Краем глаза Андрей замечает, как замирает Даня, как белеют пальцы, держащие ручку. Он поднимает голову и в два больших шага оказывается у окна. Скулы напрягаются, когда парень сжимает челюсть. Ага!

— Посмотреть, что ли, сбегать? — Андрей давит сигарету о стекло, бросает окурок в банку, облизывает губы, предчувствуя скорый опохмел. — Слышь, дай на водку, а?

— Денег нет, — голос у Дани низкий, гром в бархатном платке. Он почти прижимается лбом к окну.

— На шкалик дай. — Кадык движется крупно в горле, когда Андрей сглатывает сухость во рту, причмокивает. — Дай. — Голос срывается в злой окрик: — Тридцать рублей, что ли, для родного отчима зажал?

Даня поворачивает голову, смотрит колкими льдинами, и Андрей осекается, отворачивается, ковыряет мозоль на ладони и бурчит под нос.

— Тридцать рублей, много прошу, что ли? Глянь, — держит запястья на весу, и руки ходят туда-сюда, как у припадочного. — Данька, дай на опохмел, Христом богом прошу, будь ты человеком, а!

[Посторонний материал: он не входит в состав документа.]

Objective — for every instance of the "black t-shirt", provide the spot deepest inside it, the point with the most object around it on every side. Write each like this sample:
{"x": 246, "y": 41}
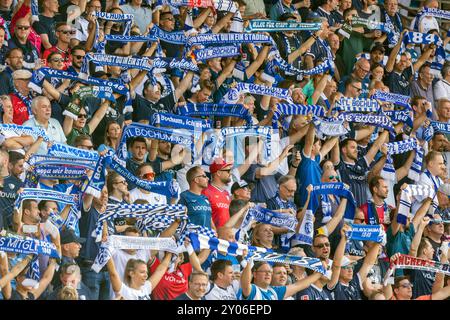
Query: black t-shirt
{"x": 47, "y": 26}
{"x": 144, "y": 109}
{"x": 355, "y": 175}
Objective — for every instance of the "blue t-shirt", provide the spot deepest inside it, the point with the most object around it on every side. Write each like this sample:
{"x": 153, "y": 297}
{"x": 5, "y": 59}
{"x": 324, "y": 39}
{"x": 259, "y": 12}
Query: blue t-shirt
{"x": 271, "y": 293}
{"x": 308, "y": 172}
{"x": 199, "y": 208}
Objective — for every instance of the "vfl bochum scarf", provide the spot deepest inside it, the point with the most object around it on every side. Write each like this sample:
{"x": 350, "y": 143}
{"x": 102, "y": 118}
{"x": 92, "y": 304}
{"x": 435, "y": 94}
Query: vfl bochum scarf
{"x": 216, "y": 109}
{"x": 417, "y": 192}
{"x": 39, "y": 75}
{"x": 409, "y": 262}
{"x": 8, "y": 129}
{"x": 227, "y": 38}
{"x": 356, "y": 105}
{"x": 131, "y": 243}
{"x": 440, "y": 126}
{"x": 395, "y": 98}
{"x": 266, "y": 216}
{"x": 232, "y": 96}
{"x": 256, "y": 25}
{"x": 174, "y": 136}
{"x": 362, "y": 232}
{"x": 124, "y": 210}
{"x": 216, "y": 52}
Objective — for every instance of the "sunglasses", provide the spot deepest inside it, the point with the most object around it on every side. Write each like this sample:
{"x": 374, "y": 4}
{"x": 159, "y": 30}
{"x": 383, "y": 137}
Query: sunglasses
{"x": 323, "y": 245}
{"x": 148, "y": 176}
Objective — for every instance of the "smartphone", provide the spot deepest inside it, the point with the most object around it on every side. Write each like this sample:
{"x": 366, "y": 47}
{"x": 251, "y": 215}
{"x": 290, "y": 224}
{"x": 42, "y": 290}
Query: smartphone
{"x": 29, "y": 228}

Пришибет ведь давление меня, укатишь в детский дом!

— Мне завтра уже восемнадцать, — Даня отходит от окна, достает из кармана бумажные десятки. Почему-то у него тоже дрожат руки. — Не боишься?

— А че мне бояться? Я тут прописан, не выпрешь.

Даня коротко ухмыляется уголком губ чему-то своему. Андрей не сводит жадного взгляда с денег, и Даня не сводит с него глаз — какой же ты жалкий, Андрей. Насекомое. Сухой, с кожей, обтягивающей ребра и ключицы, с обветренным и жестким лицом, с грязным загаром, который не сходит даже зимой, похож на таракана. Даниил отсчитывает двадцать рублей.

— Сейчас спустись к дяде Игорю, узнай, что происходит. Потом вернись, — тон назидательный, голос глухой, — дам тебе еще тридцать рублей, — голос срывается, — узнаешь про Дану — дам еще двадцать.

— Полтишок дашь.

— По зубам дам. Не наглей.

Дверь за отчимом закрывается, Даня садится снова за уроки, но вместо «Дано» видит «Дана» и захлопывает учебник геометрии с силой. Веко на правом глазу дергается, залипает при открывании, пальцы дрожат.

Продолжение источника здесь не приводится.